Bu hallerden anlaşılıyor ki; bil'iltizam, her halde beni mahkûm etmek için gayet asılsız bahaneleri icad ederler. Mâdem hakikat böyledir, ben de buranın mahkemesine değil.. belki o insafsızlara derim:
Ben sizin bana vereceğiniz en ağır cezanıza beş para kıymet vermiyorum. Ve hiç ehemmiyeti yok! Çünki ben, kabir kapısında, yetmiş yaşındayım. Böyle mazlum ve mâsum bir-iki sene hayatı, şehadet mertebesiyle değiştirmek benim için büyük saadettir. Risale-i Nur'un binler hüccetleriyle katî îmanım var ki, ölüm bizim için bir terhis tezkeresidir. Eğer îdam da olsa, bizim için bir saat zahmet, ebedi bir saadetin ve rahmetin anahtarı olur. Fakat siz, ey zındıka hesabına adliyeyi şaşırtan ve hükümeti bizimle sebebsiz meşgul eden insafsızlar! Kat'î biliniz ve titreyiniz ki : Siz îdam-ı ebedi ile ve ebedi haps-i münferid ile mahkum oluyorsunuz. İntikamımız sizden pek çok ve muzaf bir surette alınıyor görüyoruz, hatta size acıyoruz.

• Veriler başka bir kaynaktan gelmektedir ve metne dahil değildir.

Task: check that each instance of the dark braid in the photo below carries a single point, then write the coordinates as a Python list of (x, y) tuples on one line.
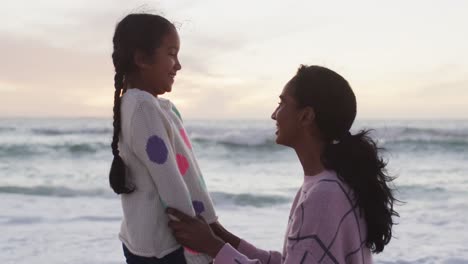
[(136, 32), (117, 172)]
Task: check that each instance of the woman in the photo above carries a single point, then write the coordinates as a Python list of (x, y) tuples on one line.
[(343, 211)]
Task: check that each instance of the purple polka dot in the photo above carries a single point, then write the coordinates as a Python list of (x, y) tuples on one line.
[(199, 207), (156, 150)]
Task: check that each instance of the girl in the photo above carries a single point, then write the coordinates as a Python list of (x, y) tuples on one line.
[(154, 166), (344, 209)]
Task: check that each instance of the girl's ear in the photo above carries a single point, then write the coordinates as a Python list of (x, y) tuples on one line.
[(307, 116), (141, 60)]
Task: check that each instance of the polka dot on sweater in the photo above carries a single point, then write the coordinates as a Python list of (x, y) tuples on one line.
[(185, 138), (156, 150), (182, 163), (199, 207)]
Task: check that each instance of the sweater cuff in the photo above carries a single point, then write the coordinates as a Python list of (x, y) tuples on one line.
[(246, 248), (226, 254)]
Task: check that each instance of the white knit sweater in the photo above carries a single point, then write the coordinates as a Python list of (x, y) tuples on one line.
[(161, 165)]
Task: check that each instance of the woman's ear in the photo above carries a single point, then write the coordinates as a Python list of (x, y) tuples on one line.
[(307, 116)]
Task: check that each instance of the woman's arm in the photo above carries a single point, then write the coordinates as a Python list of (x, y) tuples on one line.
[(196, 234), (225, 235)]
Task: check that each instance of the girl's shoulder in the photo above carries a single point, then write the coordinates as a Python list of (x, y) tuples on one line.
[(140, 97)]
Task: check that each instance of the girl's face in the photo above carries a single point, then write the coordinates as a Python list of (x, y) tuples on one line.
[(165, 64), (287, 118)]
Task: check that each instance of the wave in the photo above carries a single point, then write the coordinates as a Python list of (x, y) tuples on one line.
[(80, 131), (28, 150), (7, 129), (57, 191), (219, 198)]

Evet, bu şehri yüz defa mezaristana boşaltan ölüm hakikatının elbette hayattan ziyade bir istediği var. Ve onun idamından kurtulmak çaresi, insanların her mes'elesinin fevkinde en büyük ve en ehemmiyetli ve en lüzumlu bir ihtiyacı zarurîsi ve kat'isidir. Acaba bu çareyi kendilerine bulan Risale-i Nur şâkirdlerini ve o çareyi binler hüccetleri ile bulduran Risale-i Nur'u âdi bahaneleri ile ittiham edenler, ne kadar kendileri hakikat ve adalet nazarında müttehem oluyorlar divaneler de anlar. Bu insafsızları aldatan ve hiç münasebeti olmıyan bir siyasi cemiyet vehmini veren "üç madde" dir.

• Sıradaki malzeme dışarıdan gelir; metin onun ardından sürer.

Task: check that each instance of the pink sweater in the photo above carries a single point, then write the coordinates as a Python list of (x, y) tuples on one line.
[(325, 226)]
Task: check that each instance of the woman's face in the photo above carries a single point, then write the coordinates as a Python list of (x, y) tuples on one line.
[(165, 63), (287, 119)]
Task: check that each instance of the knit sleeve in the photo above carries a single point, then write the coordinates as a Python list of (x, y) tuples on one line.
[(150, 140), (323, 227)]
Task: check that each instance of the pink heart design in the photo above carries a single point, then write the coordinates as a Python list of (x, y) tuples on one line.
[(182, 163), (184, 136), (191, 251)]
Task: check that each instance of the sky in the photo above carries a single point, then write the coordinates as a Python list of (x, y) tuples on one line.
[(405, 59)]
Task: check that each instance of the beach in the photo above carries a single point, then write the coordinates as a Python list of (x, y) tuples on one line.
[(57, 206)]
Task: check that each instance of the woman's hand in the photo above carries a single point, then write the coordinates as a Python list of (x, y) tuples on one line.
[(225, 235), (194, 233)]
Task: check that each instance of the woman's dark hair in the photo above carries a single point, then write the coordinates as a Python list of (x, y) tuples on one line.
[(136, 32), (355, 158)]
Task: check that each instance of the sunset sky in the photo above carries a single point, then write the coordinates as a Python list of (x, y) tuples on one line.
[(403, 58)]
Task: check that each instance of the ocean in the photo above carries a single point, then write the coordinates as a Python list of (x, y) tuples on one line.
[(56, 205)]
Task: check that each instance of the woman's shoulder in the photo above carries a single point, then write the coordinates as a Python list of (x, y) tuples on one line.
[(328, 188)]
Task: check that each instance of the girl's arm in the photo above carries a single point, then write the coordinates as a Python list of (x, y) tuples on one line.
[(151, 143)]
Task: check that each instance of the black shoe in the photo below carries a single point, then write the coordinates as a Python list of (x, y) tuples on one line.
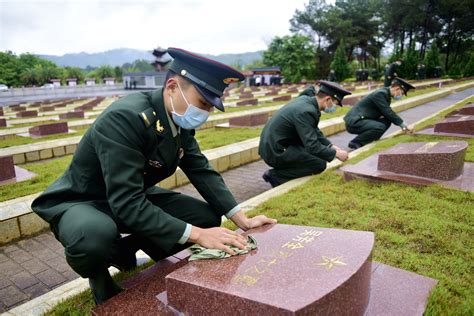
[(268, 178), (124, 257), (353, 144), (103, 287)]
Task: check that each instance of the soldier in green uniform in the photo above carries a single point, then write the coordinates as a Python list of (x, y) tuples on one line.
[(391, 72), (291, 141), (372, 116), (109, 188)]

Birincisi : Eskiden beri benim talebelerim, benim ile kardeş gibi şiddetli alakadar olmalarından bir cemiyet vehmini vermiş.
İkincisi : Risale-i Nur'un bazı şâkirdleri, her yerde bulunan ve cumhuriyet kanunları müsaade eden ve ilişmeyen ve cemaat-i islâmiye hey'etleri gibi hareket etmelerinden bir cemiyet zannedilmiş. Halbuki; o mahdud üç-dört şâkirdin niyetleri cemiyet değil, belki sırf hizmet-i îmaniyede hâlis bir kardeşlik ve uhrevî bir tesânüddür.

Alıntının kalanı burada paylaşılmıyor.